How I got a corrupted metadb replica that paniced Solaris 10 x86
Since I got asked this in a comment on my entry about clearing metadb
replicas, here is what I remember of how I managed to
get a metadb replica so corrupted that it paniced Solaris 10u3 x86.
- I wanted to experiment with metasets on my test machine, so I
needed a local metadb replica.
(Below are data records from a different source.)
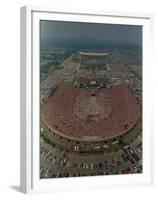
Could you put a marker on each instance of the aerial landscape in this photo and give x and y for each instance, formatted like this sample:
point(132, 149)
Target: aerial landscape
point(90, 99)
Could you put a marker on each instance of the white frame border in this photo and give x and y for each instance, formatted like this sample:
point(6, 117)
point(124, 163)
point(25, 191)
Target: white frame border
point(30, 183)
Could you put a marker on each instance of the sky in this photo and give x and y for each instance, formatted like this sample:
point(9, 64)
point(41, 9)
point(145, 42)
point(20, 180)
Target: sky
point(79, 34)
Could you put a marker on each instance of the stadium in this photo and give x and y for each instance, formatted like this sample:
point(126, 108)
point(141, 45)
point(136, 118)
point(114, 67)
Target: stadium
point(91, 114)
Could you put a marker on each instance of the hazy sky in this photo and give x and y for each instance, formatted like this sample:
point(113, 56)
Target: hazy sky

Because I
didn't know about this I didn't have a spare partition, and because
I didn't know any better I put the local metadb replica in that
tempting slice 8.
(Since I was only really interested in metasets, I didn't do any
local DiskSuite stuff, although I did make and delete metasets
and so on.)
- sometime later I rebooted the system and it didn't even make it as
far as starting GRUB; I believe it gave some initial GRUB message
and then hung.
(I had been crashing the system repeatedly due to some interesting
tests so I did not think too much of this at
- I booted the machine with a Fedora Core 7 live CD and poked around,
verifying that the filesystems were still there.
- after a while I found the
installgrub command, booted the Solaris
install CD rescue environment, and ran it to get the machine back
to a bootable state. (I believe I may have also rebuilt the boot
archive at this point on general principle, since I was getting
used to it breaking if I sneezed on the system.)
- the test Solaris install would then boot but panic, which led me
to finding out how you boot Solaris 10 x86 in really single
- turning off the metainit service let the system boot, but the
moment I typed
metainit it would panic.
- because I was in a hurry and needed the system for other tests,
I ignorantly tried to recover the system by erasing the metadb
dd'ing zeroes all over slice 8. This destroyed the
system completely, since it wiped out the slice partitioning.
(If I had been really clever I would have saved a dd image of
slice 8 before doing this, but I was very irritated with Solaris
10u3 x86 at this point.)
On the whole it was a very educational experience and led me to look into a number of useful things so I would
be better prepared for a future emergency on any production machines
we wind up with.
I have one captured panic message from the system and the system disk
(which has more in syslog, and it would be possible to extract them if
I could reconstruct the necessary slice partitioning). I have since
tried a bit to reproduce this in a VMWare Solaris image but haven't been
successful, so it is not a simple and easy to reproduce issue.
(The Solaris 10u3 install I was using was current on all recommended
patches and on all released patches that applied to a number of areas
of interest to us, including ZFS, iSCSI, and DiskSuite.)